The analysis, conducted by Hilary Tindle, M.D., M.P.H., assistant professor of medicine, University of Pittsburgh School of Medicine, while she was based at Harvard Medical School, found that of 12,285 self-reported smokers, those who used light cigarettes were about 50 percent less likely to quit smoking than those who smoked non-light cigarettes. Smoking light cigarettes was associated with reduced odds of quitting for all age groups, but this effect increased with progressing age, peaking in adults age 65 and older, who were 76 percent less likely to quit than their counterparts who smoked non-light cigarettes.
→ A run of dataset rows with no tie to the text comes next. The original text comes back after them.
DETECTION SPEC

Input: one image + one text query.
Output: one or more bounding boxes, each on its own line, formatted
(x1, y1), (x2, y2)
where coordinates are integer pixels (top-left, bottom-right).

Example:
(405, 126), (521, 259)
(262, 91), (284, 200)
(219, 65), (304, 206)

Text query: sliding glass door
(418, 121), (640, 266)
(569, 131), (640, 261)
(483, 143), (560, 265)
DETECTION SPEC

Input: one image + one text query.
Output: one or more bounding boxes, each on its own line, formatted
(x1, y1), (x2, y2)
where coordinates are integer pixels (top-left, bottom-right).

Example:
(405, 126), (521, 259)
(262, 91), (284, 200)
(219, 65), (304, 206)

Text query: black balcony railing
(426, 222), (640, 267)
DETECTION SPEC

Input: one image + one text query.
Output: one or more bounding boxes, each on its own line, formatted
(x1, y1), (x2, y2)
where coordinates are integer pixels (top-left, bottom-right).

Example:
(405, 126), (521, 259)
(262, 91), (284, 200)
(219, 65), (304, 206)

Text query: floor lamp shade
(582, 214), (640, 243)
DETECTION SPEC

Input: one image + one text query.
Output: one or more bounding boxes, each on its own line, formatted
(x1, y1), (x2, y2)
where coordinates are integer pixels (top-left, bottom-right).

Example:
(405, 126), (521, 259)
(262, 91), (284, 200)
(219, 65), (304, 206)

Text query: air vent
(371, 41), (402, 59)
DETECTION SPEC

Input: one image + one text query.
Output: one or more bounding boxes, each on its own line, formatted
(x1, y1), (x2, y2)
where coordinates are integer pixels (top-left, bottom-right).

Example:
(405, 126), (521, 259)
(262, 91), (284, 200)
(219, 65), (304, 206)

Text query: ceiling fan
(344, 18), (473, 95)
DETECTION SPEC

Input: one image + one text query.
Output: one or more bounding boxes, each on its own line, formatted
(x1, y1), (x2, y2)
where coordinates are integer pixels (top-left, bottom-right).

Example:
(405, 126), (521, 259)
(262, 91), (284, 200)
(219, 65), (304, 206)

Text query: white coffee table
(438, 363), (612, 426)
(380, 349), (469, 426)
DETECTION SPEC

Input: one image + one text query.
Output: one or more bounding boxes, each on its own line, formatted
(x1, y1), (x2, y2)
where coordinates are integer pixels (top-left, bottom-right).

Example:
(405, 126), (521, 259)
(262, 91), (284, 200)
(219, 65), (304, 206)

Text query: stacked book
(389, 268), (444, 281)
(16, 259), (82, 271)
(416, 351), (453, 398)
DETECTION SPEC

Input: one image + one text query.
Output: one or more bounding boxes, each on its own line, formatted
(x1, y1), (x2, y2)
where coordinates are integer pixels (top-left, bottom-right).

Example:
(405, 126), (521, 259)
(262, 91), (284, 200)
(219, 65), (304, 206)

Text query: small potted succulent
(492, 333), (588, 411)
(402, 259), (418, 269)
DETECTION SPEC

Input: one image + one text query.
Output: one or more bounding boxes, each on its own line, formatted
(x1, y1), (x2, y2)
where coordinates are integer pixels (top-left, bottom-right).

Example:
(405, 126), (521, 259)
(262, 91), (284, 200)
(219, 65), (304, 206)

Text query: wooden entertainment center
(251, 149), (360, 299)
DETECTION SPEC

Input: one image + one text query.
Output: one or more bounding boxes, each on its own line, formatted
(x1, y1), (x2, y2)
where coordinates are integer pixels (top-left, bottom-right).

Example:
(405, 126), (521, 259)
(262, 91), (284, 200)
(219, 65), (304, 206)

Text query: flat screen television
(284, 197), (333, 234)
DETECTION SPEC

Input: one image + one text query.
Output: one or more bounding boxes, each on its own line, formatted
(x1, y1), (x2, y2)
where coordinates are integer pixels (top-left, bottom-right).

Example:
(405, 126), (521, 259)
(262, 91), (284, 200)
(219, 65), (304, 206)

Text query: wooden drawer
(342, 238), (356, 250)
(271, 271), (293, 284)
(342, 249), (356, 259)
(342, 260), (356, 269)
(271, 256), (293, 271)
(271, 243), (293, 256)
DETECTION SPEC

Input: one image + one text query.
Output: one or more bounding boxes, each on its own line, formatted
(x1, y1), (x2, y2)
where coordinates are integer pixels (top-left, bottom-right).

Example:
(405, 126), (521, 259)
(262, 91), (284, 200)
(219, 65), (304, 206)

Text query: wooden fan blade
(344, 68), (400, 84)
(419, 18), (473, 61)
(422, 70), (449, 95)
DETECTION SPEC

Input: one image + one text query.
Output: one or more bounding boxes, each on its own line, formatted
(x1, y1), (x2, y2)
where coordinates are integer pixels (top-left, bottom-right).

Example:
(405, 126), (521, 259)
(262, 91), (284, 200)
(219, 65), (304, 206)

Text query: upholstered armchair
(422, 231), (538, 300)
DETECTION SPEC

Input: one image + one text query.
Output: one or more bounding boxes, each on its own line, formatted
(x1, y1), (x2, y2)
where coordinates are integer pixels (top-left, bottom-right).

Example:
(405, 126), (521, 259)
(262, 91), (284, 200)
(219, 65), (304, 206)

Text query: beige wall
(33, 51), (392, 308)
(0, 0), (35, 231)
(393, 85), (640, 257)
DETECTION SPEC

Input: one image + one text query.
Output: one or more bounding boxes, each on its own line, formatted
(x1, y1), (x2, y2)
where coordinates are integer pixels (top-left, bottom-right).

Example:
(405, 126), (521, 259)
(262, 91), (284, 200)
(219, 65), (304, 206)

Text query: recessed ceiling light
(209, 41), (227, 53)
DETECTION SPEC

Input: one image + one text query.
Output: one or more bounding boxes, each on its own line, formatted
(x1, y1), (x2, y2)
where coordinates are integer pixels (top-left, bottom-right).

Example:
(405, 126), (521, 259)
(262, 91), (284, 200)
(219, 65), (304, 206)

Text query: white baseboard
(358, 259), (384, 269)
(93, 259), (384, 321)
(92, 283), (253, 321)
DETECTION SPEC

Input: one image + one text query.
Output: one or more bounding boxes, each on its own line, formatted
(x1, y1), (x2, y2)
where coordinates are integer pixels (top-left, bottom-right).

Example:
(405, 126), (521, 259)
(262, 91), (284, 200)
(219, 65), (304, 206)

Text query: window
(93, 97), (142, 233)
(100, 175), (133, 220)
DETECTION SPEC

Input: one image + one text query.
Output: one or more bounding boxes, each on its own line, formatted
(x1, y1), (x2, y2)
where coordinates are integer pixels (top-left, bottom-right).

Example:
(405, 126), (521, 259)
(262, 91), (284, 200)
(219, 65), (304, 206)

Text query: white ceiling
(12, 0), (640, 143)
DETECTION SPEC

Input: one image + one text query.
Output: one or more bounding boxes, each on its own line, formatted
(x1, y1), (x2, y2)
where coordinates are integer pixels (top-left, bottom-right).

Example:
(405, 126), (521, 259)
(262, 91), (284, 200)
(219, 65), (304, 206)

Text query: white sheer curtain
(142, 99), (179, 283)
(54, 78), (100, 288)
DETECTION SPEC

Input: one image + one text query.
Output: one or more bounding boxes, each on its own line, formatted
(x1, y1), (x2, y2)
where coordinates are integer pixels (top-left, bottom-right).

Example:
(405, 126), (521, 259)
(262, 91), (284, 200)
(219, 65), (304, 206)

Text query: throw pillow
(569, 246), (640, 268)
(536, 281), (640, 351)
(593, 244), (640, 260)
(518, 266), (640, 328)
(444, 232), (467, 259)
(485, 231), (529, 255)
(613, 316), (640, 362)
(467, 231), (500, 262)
Additionally, Dr. Tindle and her collaborators, who included Saul Shiffman, Ph.D., professor of psychology at the University of Pittsburgh, found that more than a third (37 percent) of the self-reported smokers said they used light cigarettes to reduce their health risks. The majority of these light cigarette smokers were female, Caucasian and highly educated. The responses were obtained as part of the 2000 National Health Interview Survey, an ongoing household survey of the U.S. population conducted by the United States Census Bureau for the National Center for Health Statistics.
According to Dr. Tindle, these findings are particularly disturbing because they translate into more than 30 million U.S. adult smokers who think they are reducing their smoking-related health risks by using light cigarettes but who, in fact, actually may be increasing such risks.